Sunday, February 9, 2014

To Make Her Happy: Of Sealing Rooms, Golden Cages and Closets


"Your job is to make your wife happy."
~ Temple Sealer

We were in the sealing room in the Jordan River Temple.* The sealer was imparting some words of wisdom to my former wife and me. He first told the story of Adam and Eve, about how Eve partook of the fruit of the knowledge of good and evil, but Adam did not partake. When Eve “confessed” to Adam, he steadfastly refused to partake, citing “Father’s” commandment not to do so. Eve then points out to Adam that if he refuses, she will be cast out and he will be left a “lone man” in the garden of Eden.   

The sealer arrived at his point. Addressing me, he said, “And Adam said, ‘I see that this must be so.’” Gazing intently at me, the sealer continued, “There will be times when you will turn to your wife after she has given you counsel regarding a difficult decision and you will say, ‘I see that this must be so.’” 

Then came the clencher. “Your job,” he said, “is to make your wife happy.”

As far as I recall, the sealer said absolutely nothing to my wife about what she was supposed to do for me. There was, of course, no exchange of vows. No mutual promises to love, honor and cherish, for richer for poorer, in sickness and in health, in good times and in bad, in the closet or out of the closet. Merely, I was supposed to listen to her counsel and make her happy. That was my role.

The problem is, I took this charge very seriously. If this mandate had been given to another man, say a heterosexual man who was very confident in his sense of self, he might have rolled with it. To me, however, plagued as I was by self-doubt and an inner sense of self-loathing because of my (by then) 15-year-long experience of attraction to people of my own gender, it was a command (not the only one) to offer up all of me upon the altar of marriage. My job was to make her – not me – happy. Only by completely surrendering myself to this marriage could I have any hope of redemption.

Parenthetically, even if I had been heterosexual, however, this assertion that I was responsible for my wife's happiness, played into and turbo-charged very unhealthy thought and behavior patterns that I had brought into my marriage from my own childhood and dysfunctional family of origin, wherein I had experienced role-reversal with both of my parents and had been made responsible for their happiness. It wasn't until years and years into the marriage, however, that I gradually began to understand what was going on.

Meanwhile, over the years, I grew increasingly disturbed by how the Church as an institution and as a culture treated women (and, consequently, men) and how it encouraged men to treat their wives.

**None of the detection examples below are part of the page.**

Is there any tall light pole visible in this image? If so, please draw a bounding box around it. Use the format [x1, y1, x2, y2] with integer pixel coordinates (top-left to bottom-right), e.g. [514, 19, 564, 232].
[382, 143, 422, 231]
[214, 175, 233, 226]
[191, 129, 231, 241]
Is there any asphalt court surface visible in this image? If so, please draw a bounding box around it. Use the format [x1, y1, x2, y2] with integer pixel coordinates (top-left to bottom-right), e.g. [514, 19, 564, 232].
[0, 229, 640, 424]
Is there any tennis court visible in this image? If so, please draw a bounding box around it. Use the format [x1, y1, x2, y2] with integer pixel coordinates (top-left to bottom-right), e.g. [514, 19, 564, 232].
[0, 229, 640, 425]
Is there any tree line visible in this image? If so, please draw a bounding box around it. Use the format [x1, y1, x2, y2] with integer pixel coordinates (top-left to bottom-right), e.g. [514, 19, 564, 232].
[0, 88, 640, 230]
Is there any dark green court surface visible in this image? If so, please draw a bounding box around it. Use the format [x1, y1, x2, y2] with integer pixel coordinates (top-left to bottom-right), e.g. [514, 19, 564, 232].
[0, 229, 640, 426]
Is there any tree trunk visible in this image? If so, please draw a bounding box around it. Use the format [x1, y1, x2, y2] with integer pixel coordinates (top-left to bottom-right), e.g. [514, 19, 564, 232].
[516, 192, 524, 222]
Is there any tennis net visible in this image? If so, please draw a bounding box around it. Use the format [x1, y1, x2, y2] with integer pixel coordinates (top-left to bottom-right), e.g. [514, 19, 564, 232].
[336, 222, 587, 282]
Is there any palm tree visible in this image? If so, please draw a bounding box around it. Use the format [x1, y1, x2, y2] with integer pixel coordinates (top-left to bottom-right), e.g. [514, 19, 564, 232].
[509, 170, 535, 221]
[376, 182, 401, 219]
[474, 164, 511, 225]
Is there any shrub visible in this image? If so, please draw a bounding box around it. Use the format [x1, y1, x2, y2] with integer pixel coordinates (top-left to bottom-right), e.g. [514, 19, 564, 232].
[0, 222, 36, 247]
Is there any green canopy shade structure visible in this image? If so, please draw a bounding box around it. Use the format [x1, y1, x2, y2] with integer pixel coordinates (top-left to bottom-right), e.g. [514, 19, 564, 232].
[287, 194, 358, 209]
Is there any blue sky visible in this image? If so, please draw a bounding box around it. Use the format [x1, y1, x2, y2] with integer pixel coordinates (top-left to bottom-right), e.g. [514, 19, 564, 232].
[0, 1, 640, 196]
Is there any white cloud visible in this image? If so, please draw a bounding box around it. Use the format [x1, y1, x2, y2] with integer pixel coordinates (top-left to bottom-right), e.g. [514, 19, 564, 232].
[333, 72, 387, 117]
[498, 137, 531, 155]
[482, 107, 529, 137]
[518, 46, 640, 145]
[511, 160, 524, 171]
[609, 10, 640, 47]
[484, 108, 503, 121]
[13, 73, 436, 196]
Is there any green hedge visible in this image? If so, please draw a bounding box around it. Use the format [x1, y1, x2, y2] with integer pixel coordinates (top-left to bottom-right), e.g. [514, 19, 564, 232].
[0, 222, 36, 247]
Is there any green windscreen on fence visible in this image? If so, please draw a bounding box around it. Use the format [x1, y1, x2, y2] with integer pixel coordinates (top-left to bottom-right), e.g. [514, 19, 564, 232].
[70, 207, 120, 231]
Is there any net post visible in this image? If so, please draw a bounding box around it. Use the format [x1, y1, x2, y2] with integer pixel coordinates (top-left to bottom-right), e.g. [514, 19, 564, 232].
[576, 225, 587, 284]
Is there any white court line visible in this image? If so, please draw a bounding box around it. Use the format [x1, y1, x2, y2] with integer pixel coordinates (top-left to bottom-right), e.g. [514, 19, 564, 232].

Put up on a pedestal, in a gilded cage, women were and are treated by the Mormon Patriarchy as "special." Men are the virile protectors and women are the subservient, weaker dependents.

I have frankly been disgusted over the years as I have heard various local church leaders refer to their wives as their “sweethearts,” and publicly fawn over them – as long, that is, as they stayed in their gilded cage. Mormonism makes such a fuss over women and mothers; Mother’s Day was almost unbearable for me, there was always such a gush of saccharine goo.  

Father’s Day, on the other hand, was typically treated almost as an embarrassment by the men who were running the show. Why is that? The most important calling that a man can have on this earth is supposedly that of father … yet fatherhood is never discussed in human terms in priesthood meetings, sacrament meetings, or elsewhere. Rather, the myth of the heroic Mormon father holds sway, and as long as we read our scriptures, say our prayers, don’t look at pornography and pay our tithing, all will be well.

And heaven help the homosexuals, because they cut to the very heart of the Mormon myth of the heroic father. The Mormon patriarchal hierarchy despises homosexuality because homosexuality upsets the patriarchy’s view of itself and the natural order of things. It opens up the male persona to other interpretations that don’t fit neatly within the Mormon box.

Roles (using the term in its psycho-analytical sense), whether in the Church or in families, are not healthy. We are each here to fulfill the measure of our own creation, not fulfill a role that someone else assigns to us. And we are, ultimately, each responsible for our own happiness - not someone else's.

*This post was originally published on one of my former blogs (now closed) in August 2012. My mind turned toward it as I was reading Utah's arguments against marriage equality and the roles that the State (as an agent of LDS teachings on the family) seeks to assign to men and women.